3. add the potato peels and the salt

Now add the potato peels to the hot oil so that it starts sizzling loudly in the pan. Add a good amount of salt, it can be a whole handful.

4. fry the peels until black

Now fry the shells black on one side first, then turn them over and wait until the back side is charred as well. This will certainly not please a real gourmet, but after all, it is not about food preparation at this moment.

5. dispose of the potato peels

When the skins have turned completely black, you can dispose of the contents of the pan. During the burn-in process, heavy smoke will develop, so we recommend turning off any smoke detectors beforehand.

6. cleaning the pan after baking

Once the pan has cooled down again, it’s time for another cleaning pass. This time, however, clean the inside only with warm water without detergent. Now the pan is ready for its first real use!

After burning a whole bunch of potato skins, you will surely have some peeled potatoes just waiting to become a tasty meal. So now how about preparing delicious roasted potatoes just the way you like them?

Alternatives: Here’s how you can also bake your iron skillet!

Burn in pan in the oven with oil

You can also burn your pan in the oven as an alternative: This process takes a little longer, but is associated with much less smoke. Also, experts say that this creates a closed patina layer right at the beginning:

  • First, clean your pan thoroughly with warm water and dish soap.
  • After it dries, brush the inside neatly with oil.
  • Now place the iron skillet upside down on an oven rack and slide it into the oven.
  • Position a baking sheet with aluminum foil under the pan to keep the oil from dripping into the oven.
  • Set the oven to 200 degrees Celsius.
  • Let the pan bake in the oven for 60 to 120 minutes.
After that, let the iron skillet cool slowly: You can now use it for roasting!

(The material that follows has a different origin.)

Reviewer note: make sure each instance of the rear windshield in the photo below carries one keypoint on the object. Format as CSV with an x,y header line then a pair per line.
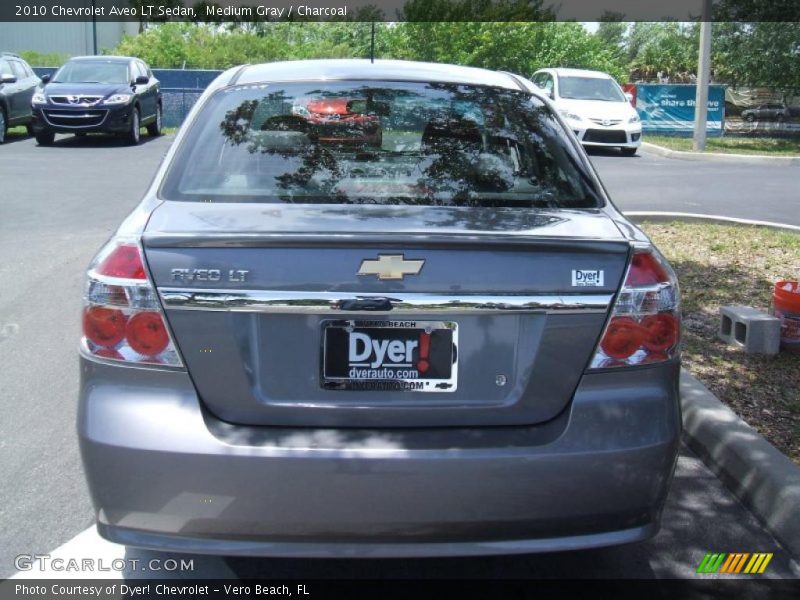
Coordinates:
x,y
378,143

After each use, you should now rub your pan with a little oil, and it will last you a long time.

Fry iron pan on the stove with oil

Fry iron pan on the stove with oil

The second alternative is to lightly rub the inside of the pan with oil and let it roast on low for several hours. During this process, oil should not float in the pan, nor should other ingredients get into it.

Two to three hours of frying should be enough for a nice patina; rub or brush the inside of the pan with new oil every now and then and then simply wait.

Really tasty: after baking the iron pan, it would certainly be a nice idea to bake a bunch of crepes or pancakes! This way, both the pan and you will get your money’s worth!

Only bake cast iron pans and wrought iron iron pans! Stainless steel pans and all types of coated pans do not require such pre-treatment and may even be damaged in the process!

Elizabeth Green

Elizabeth Green

Elizabeth Green is a seasoned home chef and culinary expert who has a passion for all things kitchen-related. With her extensive knowledge of the latest kitchen products and appliances, Elizabeth provides insightful reviews and recommendations to help consumers make informed purchasing decisions. Whether you're looking for a new refrigerator, blender, or cookware set, Elizabeth is your guide to finding the best kitchen products available in the UK.